Spiral tarih, salyangoz ve Salyangoz

“Zapatistalar inşa ettikleri komünlere Caracol (Salyangoz) adını vermektedir. Salyangozlar, Meksika yerli kültüründe ‘kalbe ve bilgiye açılan yolu, kalbin ve aklın dünyayı sırtlanmasını’ temsil eder. Bu kavram aynı zamanda Meksika yerlilerinin ‘hayat’ anlamında kullandıkları ilk kelime olma özelliğini de taşımaktadır. Salyangozun kabuğunun sarmallığı, helezonik yapısı ise Zapatistaların eylemlilik biçimine işaret etmektedir: Dönen, genişleyen ve yayılan, fakat asla fasit daireler şekline bürünüp kendi içine hapsolmayan, dahili ya da harici sınırları olmayan ve sürekli evrilen bir eylemlilik biçimine. Subcomandante Marcos’un ‘Mücadele bir çember gibidir, her noktasından başlar, ama asla bitmez’ sözü bu eylemlilik biçimini yansıtmaktadır.”

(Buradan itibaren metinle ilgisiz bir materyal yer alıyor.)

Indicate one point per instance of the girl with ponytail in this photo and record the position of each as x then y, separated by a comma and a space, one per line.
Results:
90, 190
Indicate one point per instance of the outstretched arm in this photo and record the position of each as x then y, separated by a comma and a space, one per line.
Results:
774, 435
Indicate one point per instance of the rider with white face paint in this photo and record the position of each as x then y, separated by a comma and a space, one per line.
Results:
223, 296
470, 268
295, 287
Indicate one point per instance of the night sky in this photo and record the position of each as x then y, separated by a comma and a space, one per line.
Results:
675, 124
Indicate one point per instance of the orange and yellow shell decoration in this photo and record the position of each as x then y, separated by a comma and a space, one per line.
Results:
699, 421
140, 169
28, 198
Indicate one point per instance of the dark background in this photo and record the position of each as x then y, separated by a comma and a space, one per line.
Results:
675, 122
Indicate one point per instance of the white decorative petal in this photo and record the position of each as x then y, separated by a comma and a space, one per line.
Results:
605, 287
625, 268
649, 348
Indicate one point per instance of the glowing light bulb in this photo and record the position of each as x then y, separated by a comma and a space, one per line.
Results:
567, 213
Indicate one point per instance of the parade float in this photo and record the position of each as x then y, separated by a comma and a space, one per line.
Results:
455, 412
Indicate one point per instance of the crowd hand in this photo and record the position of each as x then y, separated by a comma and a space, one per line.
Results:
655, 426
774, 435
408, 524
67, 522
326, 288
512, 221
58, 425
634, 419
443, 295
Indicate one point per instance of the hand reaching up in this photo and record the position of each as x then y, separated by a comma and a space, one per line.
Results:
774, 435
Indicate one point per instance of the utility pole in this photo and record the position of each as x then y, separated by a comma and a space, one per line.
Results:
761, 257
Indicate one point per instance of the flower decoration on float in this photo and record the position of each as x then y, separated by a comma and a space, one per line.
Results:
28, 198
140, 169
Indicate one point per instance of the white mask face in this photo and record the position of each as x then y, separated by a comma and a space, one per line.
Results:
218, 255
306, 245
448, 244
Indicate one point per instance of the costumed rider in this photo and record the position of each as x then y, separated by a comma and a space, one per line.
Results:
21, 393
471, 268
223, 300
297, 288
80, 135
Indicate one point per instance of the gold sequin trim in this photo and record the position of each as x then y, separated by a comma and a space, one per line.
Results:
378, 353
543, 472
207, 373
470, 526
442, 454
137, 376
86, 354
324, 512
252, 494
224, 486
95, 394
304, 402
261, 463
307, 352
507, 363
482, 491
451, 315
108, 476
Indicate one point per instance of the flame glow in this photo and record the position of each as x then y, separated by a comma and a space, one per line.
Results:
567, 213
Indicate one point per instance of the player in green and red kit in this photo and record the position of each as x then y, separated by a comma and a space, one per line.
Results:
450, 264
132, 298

Teoride ve pratikte Salyangoz’lar

“Zapatistalar, her biri 80 köyü bünyesinde toplayan 38 özerk belediye olarak örgütlenmişlerdir. Bu özerk belediyeler de birer koordinasyon merkezi olarak faaliyet gösteren ‘Salyangoz’lara bağlıdır. Burada ‘bağlılık’ hiyerarşik bir ilişkiye denk düşmemektedir. Sistemin en tepesinde ‘İyi Yönetim Konseyi’ bulunmaktadır. Ancak, hiyerarşik ilişkileri tersine çeviren ve tabandan işleyen bir katılımcı sistemde, aslında ‘İyi Yönetim Konseyi’ tepede değil, en alttadır. Kararlar bireylerden başlayarak en alttan doğru alınır, İyi Yönetim Konseyi sadece tavsiye kararı almaya ve taban düzeyinde çözülemeyen anlaşmazlıkların çözüme kavuşturulmasına yetkilidir.”

“Hayat ve Özgürlük”

Çağrıya dönersek… 15. yıldönümü kutlanacak olan “Salyangoz boyama”, yukarıda tarif edilen “Salyangoz”ların süslenmesi, resimlenmesi, şenlendirilmesi anlamında. “Píntale caracolitos” bu anlamı karşılıyor. Ama o kadarla kalmıyor, malûm el işareti –“nah” çekmek– anlamındaki “Pintar caracolitos” ile paslaşıyor. Yani, ‘Geçmişin, şimdinin ve geleceğin tüm kötü hükümetlerine” nah yapılıyor.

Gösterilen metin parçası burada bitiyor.